8. Pour refuser de délivrer les titres d’identité demandés, le préfet de Lot-et-Garonne a considéré qu’un doute sérieux existe quant à la nationalité de l’enfant dès lors que les éléments de l’enquête administrative qu’il a diligentée font ressortir le caractère frauduleux de la reconnaissance de paternité souscrite par M. A. En particulier, le préfet s’est fondé sur les incohérences des récits faits par Mme D H et M. A de leur rencontre et de leur relation. Il ressort à cet égard du rapport des entretiens des intéressés réalisés le 25 juin 2019 dans le cadre de la première demande de Mme D H que chacun fait un récit différent de leur rencontre, M. A la situant au printemps 2016 à Paris alors que Mme D H la place à l’été 2015 à Bordeaux. Leur récit du déroulement de leur relation diverge également, notamment s’agissant des circonstances du déménagement de Mme D H à Bordeaux et de leur vie commune. Surtout, leurs récits de la grossesse et de l’accouchement de Mme D ne sont pas concordants, Mme D H ayant donné naissance à sa fille par césarienne à 34 semaines de grossesse alors que M. A décrit un accouchement par voie naturelle à terme et dit avoir rendu visite quotidiennement à Mme D H et participé au choix du prénom, ce que celle-ci nie. Mme D H ne fait valoir aucun élément de nature à expliquer ces contradictions ni à combattre les allégations du préfet, qui relève par ailleurs l’importante différence d’âge entre Mme D H et M. A, leur absence de communauté de vie et l’absence de participation de M. A à l’éducation et l’entretien de l’enfant. Dans ces conditions, le préfet de Lot-et-Garonne établit l’existence d’un doute suffisant quant à la nationalité de l’enfant. Par suite, Mme D H n’est pas fondée à soutenir qu’en refusant de délivrer un passeport et une carte nationale d’identité à sa fille mineure, il a entaché sa décision d’une erreur d’appréciation.
9. Il résulte de tout ce qui précède que Mme D H n’est pas fondée à demander l’annulation de la décision du préfet de Lot-et-Garonne du 7 juin 2023. Par voie de conséquence, ses conclusions présentées à fin d’injonction et sur les frais d’instance doivent être rejetées.
D E C I D E :
Article 1er : La requête de Mme D H est rejetée.

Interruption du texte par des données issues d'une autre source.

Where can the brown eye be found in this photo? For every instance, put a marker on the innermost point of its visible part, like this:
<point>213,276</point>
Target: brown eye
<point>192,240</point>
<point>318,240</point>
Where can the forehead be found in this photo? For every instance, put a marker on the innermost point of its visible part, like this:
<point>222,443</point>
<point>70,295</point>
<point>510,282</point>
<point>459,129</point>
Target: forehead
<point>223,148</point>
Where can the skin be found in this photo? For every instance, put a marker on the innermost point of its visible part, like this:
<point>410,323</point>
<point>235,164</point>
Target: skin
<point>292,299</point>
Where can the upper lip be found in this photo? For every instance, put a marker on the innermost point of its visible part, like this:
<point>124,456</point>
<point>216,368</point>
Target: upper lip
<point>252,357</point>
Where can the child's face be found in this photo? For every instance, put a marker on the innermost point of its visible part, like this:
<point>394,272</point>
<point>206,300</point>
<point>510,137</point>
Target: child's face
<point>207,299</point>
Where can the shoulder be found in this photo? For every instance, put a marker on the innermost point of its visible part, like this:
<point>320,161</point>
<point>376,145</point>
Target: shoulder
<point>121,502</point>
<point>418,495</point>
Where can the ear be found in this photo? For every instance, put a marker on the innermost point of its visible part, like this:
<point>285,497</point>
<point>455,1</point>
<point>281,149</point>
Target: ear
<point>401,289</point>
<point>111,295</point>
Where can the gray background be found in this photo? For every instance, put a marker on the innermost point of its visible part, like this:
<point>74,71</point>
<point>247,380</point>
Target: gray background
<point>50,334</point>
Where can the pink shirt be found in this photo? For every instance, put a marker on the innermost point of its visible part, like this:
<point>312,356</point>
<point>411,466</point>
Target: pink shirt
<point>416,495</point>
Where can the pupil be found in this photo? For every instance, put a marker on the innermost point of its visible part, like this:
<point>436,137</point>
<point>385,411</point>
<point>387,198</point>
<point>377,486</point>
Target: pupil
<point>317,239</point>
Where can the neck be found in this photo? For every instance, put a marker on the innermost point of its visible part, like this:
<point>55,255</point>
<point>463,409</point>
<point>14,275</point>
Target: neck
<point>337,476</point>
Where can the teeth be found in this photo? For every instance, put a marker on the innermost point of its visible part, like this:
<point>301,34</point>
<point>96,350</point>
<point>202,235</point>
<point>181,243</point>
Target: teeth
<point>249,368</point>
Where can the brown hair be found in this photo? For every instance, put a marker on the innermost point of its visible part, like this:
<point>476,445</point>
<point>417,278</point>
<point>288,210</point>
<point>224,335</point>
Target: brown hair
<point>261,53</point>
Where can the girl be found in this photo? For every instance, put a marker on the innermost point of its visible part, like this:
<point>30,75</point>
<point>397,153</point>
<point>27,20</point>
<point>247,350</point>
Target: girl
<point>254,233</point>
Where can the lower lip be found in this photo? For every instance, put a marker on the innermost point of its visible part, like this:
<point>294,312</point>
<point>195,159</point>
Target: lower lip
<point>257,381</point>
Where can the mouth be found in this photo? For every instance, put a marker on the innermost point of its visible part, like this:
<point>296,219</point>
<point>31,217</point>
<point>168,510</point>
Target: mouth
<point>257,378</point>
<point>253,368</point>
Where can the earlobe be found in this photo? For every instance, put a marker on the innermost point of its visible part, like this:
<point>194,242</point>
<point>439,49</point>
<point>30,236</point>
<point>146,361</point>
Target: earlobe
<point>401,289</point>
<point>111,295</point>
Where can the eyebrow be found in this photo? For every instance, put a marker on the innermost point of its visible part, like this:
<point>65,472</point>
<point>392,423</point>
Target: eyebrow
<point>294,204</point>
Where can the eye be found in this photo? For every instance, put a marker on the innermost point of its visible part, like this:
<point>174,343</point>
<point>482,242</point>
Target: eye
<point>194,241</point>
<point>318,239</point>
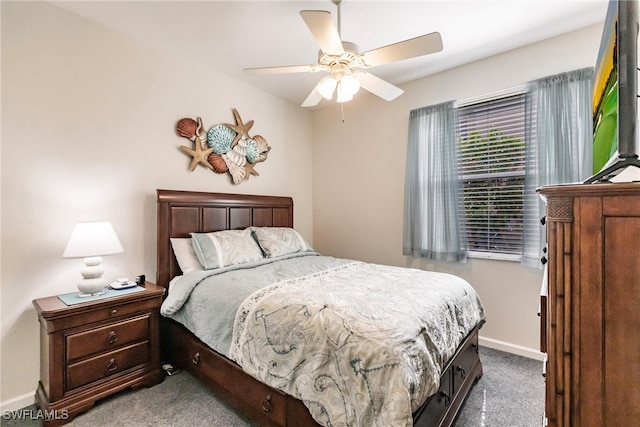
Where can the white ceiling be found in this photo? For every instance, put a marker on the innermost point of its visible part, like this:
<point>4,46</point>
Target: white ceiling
<point>231,35</point>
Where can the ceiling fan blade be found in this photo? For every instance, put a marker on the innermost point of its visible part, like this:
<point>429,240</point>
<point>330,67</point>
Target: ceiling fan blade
<point>324,30</point>
<point>313,99</point>
<point>283,70</point>
<point>379,87</point>
<point>411,48</point>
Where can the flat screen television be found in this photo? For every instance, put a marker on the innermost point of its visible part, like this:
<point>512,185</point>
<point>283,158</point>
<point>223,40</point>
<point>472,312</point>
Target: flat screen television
<point>615,93</point>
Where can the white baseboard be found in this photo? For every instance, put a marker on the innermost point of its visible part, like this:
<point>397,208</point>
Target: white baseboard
<point>18,402</point>
<point>27,399</point>
<point>511,348</point>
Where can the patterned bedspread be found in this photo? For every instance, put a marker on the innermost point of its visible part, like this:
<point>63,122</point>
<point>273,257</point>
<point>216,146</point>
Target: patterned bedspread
<point>360,344</point>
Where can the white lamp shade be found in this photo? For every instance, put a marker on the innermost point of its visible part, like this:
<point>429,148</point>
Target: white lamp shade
<point>90,239</point>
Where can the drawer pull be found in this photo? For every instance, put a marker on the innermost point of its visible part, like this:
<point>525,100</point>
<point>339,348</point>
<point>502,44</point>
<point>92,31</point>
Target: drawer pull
<point>266,404</point>
<point>112,338</point>
<point>447,398</point>
<point>463,373</point>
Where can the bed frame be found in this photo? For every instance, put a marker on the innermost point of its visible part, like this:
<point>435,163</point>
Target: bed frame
<point>182,212</point>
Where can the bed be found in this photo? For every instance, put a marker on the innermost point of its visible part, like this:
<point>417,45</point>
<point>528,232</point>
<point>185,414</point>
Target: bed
<point>180,213</point>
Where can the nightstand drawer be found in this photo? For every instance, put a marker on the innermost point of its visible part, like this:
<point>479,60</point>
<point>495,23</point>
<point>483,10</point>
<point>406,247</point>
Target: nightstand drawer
<point>87,371</point>
<point>108,337</point>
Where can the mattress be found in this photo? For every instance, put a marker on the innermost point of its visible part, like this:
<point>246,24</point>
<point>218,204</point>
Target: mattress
<point>358,343</point>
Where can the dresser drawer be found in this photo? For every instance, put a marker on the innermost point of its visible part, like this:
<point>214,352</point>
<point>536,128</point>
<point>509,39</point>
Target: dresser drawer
<point>107,337</point>
<point>103,366</point>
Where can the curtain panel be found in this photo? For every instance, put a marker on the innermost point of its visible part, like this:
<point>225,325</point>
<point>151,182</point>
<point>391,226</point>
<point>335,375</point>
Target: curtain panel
<point>559,135</point>
<point>433,218</point>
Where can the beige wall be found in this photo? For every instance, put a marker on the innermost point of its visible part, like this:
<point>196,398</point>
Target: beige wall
<point>359,171</point>
<point>88,133</point>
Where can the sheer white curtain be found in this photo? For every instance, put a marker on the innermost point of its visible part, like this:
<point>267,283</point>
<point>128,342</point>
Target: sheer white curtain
<point>433,218</point>
<point>559,135</point>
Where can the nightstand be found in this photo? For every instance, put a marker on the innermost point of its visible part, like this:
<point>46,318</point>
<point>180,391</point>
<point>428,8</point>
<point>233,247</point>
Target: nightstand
<point>94,349</point>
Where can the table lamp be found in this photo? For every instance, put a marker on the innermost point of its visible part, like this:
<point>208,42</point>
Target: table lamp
<point>91,240</point>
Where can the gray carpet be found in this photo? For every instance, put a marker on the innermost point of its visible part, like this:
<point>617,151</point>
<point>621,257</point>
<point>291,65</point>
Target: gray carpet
<point>510,394</point>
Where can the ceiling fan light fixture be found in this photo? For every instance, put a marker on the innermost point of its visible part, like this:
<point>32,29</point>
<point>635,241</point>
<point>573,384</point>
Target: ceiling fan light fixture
<point>326,86</point>
<point>349,84</point>
<point>343,94</point>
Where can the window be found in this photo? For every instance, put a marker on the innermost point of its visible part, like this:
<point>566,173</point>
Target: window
<point>491,160</point>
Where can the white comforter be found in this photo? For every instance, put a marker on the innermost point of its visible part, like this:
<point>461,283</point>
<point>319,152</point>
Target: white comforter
<point>360,344</point>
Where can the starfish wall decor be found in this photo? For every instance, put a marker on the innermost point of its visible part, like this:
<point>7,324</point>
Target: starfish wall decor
<point>227,147</point>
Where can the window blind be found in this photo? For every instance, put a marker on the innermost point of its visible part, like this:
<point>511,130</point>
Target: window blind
<point>491,138</point>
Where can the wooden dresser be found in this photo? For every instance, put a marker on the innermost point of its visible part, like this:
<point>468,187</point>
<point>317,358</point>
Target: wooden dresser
<point>591,316</point>
<point>92,350</point>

Article 2 : Le présent jugement sera notifié à Mme F D H et au préfet de Lot-et-Garonne.
Délibéré après l’audience du 22 avril 2025, à laquelle siégeaient :
Mme Chauvin, présidente,
Mme Ballanger, première conseillère,
Mme Lorrain Mabillon, conseillère.
Rendu public par mise à disposition au greffe le 20 mai 2025.
La rapporteure,
A. LORRAIN MABILLON La présidente,
A. CHAUVIN
La greffière,
C. JANIN
La République mande et ordonne au préfet de Lot-et-Garonne en ce qui le concerne ou à tous commissaires de justice à ce requis en ce qui concerne les voies de droit commun contre les parties privées, de pourvoir à l’exécution de la présente décision.